The US Republican Party Hates Science

Michele Bachmann’s easily one of the GOP’s most prominent candidates. She also has scientific views from the 15th century, claiming both earthquake ’11 and Irene were divine warnings. That’s insane. She’s not alone. And that’s absolutely terrifying.

Let me be clear up front. To be a Republican is not to be a philistine, or against science by default. There are conservatives across every field of every science, and I mean no indictment against them, because there’s no grounds for one. There are plenty of doctors and scientists who also vote GOP. But as an institution, the Republican Party of today is determined to subvert the progress of science, to subordinate it to the interest of shareholders instead of the brilliance of researchers.

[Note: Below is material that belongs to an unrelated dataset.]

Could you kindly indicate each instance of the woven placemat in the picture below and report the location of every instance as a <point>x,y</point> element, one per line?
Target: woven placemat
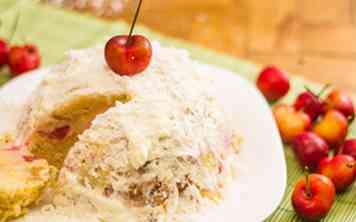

Bachmann’s disaster bleating was frantic and crazy, yes:

“I don’t know how much God has to do to get the attention of the politicians. We’ve had an earthquake; we’ve had a hurricane. He said, ‘Are you going to start listening to me here?’”

But it’s also vehemently anti-scientific. Hurricanes and earthquakes are phenomena of the natural world. We don’t always predict them correctly, but we sure as hell understand why they happen. And it isn’t to terrify Congress.

Michele’s anti-empirical claims — that’s she’ll magically make gas cost $US2 a gallon, that global warming is based on “manufactured science”, “all voodoo, nonsense, hokum, a hoax”, that “carbon dioxide is not a harmful gas”, her Dark Ages, fingers-in-ears opposition to evolution — aren’t the exception. Bachmann isn’t a beastly deviant — she’s just a well-pedicured emblem of Republican anti-scientism.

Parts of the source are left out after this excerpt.